В своей комнате – той комнате, которую он столько лет делил с Верой, – Ральф впервые разделся без смущения и подавил желание оглядеть себя еще раз, прежде чем обернуться. Характер у Веры всегда был трудный, таким и остался, но Ральф не представлял без нее жизни, не представлял, как будет лежать один в этой большой кровати, не представлял, как живет Салли, добровольно выбравший одиночество. Ральф решил, что с утра сразу же поедет в больницу и привезет жену домой. И впредь приложит еще больше усилий, чтобы сделать ее счастливой.
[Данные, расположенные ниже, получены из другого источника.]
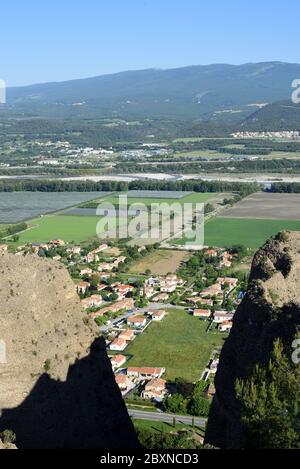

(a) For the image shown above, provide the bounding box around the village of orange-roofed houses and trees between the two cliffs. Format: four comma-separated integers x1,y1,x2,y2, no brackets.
0,239,243,412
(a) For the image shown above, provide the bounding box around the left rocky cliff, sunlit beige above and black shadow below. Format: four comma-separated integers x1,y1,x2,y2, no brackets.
0,250,138,449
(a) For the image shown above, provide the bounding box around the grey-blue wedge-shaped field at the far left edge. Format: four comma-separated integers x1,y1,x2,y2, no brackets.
0,192,110,223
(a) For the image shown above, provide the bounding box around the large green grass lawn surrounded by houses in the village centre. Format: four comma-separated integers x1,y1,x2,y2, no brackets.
126,309,225,382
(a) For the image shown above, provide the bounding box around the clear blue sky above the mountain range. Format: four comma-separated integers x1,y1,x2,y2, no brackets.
0,0,300,86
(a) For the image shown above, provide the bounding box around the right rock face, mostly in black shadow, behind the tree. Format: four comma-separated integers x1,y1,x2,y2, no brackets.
206,232,300,448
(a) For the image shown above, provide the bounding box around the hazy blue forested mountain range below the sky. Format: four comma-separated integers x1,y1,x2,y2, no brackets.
2,62,300,126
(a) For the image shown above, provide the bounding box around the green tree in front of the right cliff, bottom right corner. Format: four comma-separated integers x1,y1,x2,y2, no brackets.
236,340,300,449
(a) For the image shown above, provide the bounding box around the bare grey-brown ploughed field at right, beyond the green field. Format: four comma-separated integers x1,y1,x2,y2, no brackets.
222,192,300,220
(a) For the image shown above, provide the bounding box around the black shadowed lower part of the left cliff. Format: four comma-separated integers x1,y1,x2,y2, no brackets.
0,339,139,449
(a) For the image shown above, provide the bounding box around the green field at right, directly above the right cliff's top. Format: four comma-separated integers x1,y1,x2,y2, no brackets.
205,217,300,249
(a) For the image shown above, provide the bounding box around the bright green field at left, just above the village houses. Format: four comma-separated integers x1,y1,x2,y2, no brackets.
18,215,125,244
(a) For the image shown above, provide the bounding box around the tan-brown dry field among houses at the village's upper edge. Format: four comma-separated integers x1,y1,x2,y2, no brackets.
130,250,188,275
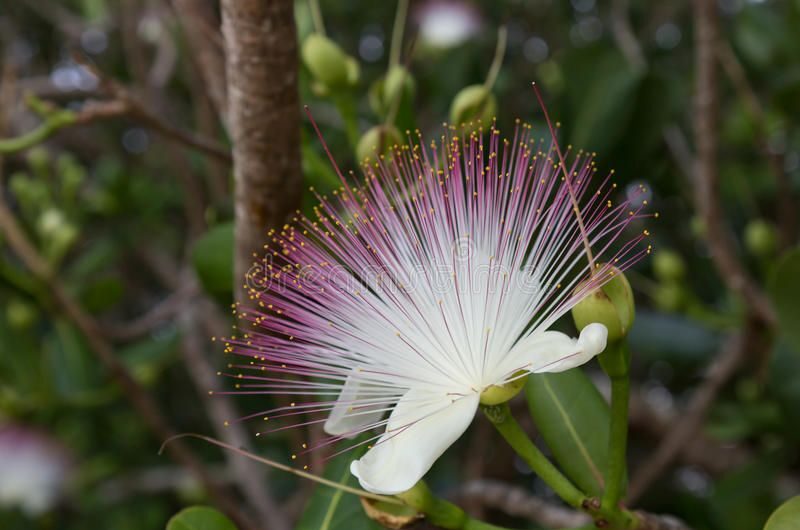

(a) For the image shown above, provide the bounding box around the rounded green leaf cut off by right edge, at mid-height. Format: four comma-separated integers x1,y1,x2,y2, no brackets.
769,248,800,351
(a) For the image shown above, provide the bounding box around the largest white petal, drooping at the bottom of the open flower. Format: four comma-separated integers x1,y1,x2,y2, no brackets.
350,389,479,495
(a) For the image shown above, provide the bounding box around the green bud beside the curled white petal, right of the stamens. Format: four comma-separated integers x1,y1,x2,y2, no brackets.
572,267,636,344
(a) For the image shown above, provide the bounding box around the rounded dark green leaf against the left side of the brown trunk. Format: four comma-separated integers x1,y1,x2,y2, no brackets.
192,223,233,297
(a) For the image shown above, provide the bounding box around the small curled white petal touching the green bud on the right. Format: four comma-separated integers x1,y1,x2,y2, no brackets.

Она женщина неплохая.
* * *
Салли ехал на “эль камино” по Главной к Баудон, к дому, где в детстве провел столько долгих ночей, дожидаясь отца, – тот чаще буянил в барах, чем занимался сыном, – дожидаясь, пока тот придет домой в подпитии, прихрамывая, с распухшим лицом, после того как его выгнали взашей из компании крепких мужчин, и ему ничего не оставалось, как вернуться, все еще кипя от гнева, в лоно семьи, к жене, которой не хватало ума сбежать (а может, она не знала, куда бежать, или даже как); к старшему сыну, который, дожидаясь своего часа, мечтал о машинах и мотоциклах – о чем угодно с колесами, на чем он укатит к свободе; к младшему сыну, тот был еще недостаточно взрослый, чтобы мечтать о побеге, но достаточно взрослый, чтобы дать себе торжественную клятву, эту клятву он повторял каждый вечер, связал себя этой единственной клятвой, вызревшей в его крови, клятвой не прощать никогда.